It's "Guanggun Day" in China and 1,111 lonely hearts are sitting
bashfully across from each other in the vast banquet hall of a
Beijing hotel.
The men -- the true Guanggun or single sticks, as bachelors are
called in China -- are on one side, while the women, known as
Mingming or bright, are on the other. They are all single and
today, the eleventh day of the eleventh month is their day.
The number one plays out in almost every aspect of the day. The
singles paid 111 yuan to attend the get together.
The hope for today's party is that a Guanggun and a Mingming
will meet and become a "guangming" which literally means light.
Guanggun Day or single stick day originated in the 1990s.
College students came up with November 11th with all it's single
digits to celebrate and perhaps wallow in the loneliest number.

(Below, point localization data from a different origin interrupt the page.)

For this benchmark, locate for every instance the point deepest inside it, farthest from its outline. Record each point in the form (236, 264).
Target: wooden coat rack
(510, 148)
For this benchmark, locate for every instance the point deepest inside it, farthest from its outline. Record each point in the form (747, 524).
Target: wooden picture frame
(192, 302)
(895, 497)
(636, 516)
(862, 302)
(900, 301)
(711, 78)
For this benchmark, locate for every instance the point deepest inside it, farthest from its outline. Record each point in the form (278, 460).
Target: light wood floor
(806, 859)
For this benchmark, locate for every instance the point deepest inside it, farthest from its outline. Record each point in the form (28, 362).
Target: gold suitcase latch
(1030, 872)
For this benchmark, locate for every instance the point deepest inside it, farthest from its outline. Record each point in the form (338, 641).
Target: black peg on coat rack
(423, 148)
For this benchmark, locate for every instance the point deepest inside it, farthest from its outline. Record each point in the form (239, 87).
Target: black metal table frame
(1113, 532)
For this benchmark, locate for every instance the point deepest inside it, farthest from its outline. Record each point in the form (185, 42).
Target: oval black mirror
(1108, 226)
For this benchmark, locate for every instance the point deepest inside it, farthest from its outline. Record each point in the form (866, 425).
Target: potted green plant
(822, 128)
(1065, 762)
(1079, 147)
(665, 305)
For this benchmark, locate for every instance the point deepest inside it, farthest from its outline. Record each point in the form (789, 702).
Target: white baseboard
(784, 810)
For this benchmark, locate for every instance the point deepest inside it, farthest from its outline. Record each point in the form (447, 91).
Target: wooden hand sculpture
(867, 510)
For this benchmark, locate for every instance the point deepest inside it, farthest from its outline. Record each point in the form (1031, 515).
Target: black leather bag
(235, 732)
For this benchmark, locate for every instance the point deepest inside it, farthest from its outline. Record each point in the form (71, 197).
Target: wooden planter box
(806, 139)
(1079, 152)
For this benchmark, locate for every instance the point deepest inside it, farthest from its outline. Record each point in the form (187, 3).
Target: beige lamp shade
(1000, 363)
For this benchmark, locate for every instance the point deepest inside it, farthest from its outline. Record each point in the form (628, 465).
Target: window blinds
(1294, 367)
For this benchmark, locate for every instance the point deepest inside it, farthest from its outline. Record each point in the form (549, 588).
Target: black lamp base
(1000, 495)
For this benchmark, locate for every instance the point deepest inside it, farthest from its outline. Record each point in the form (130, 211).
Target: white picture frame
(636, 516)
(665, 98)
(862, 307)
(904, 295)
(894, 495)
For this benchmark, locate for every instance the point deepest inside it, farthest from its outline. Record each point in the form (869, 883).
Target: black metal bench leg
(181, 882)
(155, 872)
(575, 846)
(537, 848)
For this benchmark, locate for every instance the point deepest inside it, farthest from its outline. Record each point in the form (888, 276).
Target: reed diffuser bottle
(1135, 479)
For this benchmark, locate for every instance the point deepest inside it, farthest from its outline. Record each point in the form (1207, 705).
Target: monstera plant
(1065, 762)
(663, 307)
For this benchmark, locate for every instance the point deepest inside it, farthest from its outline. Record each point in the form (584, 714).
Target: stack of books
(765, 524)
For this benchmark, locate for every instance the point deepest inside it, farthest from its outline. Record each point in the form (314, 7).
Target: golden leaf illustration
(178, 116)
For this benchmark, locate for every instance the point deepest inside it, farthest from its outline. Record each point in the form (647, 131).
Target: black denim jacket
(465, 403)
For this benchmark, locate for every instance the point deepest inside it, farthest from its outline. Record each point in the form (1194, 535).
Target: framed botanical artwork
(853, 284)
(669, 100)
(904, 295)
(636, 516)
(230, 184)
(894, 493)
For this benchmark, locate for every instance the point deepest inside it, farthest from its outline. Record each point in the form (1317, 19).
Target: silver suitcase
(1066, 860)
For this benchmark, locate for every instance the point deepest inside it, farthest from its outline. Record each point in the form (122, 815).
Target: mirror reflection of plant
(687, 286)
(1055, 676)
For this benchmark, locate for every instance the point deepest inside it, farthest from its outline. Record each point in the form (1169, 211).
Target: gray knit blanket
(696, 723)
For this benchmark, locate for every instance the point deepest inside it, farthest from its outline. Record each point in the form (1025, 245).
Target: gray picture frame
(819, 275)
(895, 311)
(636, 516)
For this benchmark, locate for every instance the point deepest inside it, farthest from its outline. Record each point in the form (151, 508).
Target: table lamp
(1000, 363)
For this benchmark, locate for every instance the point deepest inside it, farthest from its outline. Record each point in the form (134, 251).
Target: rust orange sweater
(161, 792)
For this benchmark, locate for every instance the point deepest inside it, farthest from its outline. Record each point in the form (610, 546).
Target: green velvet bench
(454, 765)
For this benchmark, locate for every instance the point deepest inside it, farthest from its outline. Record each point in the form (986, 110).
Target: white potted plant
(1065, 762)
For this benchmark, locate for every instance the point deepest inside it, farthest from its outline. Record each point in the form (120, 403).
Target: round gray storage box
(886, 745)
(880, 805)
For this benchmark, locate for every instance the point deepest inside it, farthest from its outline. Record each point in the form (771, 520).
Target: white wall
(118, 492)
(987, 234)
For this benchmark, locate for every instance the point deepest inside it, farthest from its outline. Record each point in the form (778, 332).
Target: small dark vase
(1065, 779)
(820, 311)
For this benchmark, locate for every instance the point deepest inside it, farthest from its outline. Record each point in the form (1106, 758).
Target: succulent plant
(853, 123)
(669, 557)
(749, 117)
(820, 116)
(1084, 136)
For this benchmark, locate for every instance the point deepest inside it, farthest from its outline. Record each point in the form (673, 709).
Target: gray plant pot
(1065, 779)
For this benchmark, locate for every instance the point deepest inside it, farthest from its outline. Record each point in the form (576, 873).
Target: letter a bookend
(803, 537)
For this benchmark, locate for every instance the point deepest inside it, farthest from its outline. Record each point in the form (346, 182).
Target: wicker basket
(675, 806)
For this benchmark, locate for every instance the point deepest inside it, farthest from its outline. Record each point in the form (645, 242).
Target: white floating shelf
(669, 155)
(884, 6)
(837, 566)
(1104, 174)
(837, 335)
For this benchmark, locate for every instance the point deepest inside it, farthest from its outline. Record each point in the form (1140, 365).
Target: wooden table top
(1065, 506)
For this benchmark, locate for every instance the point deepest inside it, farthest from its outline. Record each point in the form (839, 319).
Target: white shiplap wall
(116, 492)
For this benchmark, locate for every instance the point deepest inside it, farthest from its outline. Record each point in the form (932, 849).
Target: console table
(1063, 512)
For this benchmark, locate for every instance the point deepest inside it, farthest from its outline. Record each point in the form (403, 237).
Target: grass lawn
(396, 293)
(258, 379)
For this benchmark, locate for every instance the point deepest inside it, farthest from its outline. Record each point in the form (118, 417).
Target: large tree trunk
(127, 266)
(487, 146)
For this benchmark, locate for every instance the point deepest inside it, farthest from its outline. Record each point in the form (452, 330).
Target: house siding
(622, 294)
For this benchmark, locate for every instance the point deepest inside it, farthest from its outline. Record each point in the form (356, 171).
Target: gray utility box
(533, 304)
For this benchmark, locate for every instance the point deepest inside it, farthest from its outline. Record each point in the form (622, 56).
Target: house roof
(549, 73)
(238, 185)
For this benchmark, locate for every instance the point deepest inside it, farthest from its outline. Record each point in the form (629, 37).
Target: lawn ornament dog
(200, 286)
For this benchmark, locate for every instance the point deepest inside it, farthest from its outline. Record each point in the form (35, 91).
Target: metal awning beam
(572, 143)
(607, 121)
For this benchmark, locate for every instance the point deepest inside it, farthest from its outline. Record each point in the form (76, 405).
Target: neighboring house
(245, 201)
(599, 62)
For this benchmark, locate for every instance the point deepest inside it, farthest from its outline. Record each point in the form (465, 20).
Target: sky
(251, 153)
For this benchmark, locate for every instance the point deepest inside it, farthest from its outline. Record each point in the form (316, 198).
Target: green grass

"At 11 minutes past 11 o'clock on November 11, we started
banging washbasins and shouted,' give me a chance to love you',
only god knows who we were sending the message to", Zhang Xiaohao,
30, in recalling a Guanggun Day when he was a university
student.
Still single and still shouting, Zhang is now an engineer with a
US-based software company. He says he works late almost every night
and his "social circle is too limited, with few women around
me."
A survey of "single sticks" conducted by China Youth
Daily showed that 58.6 percent of the respondents say they are
single because they have few opportunities to make new friends.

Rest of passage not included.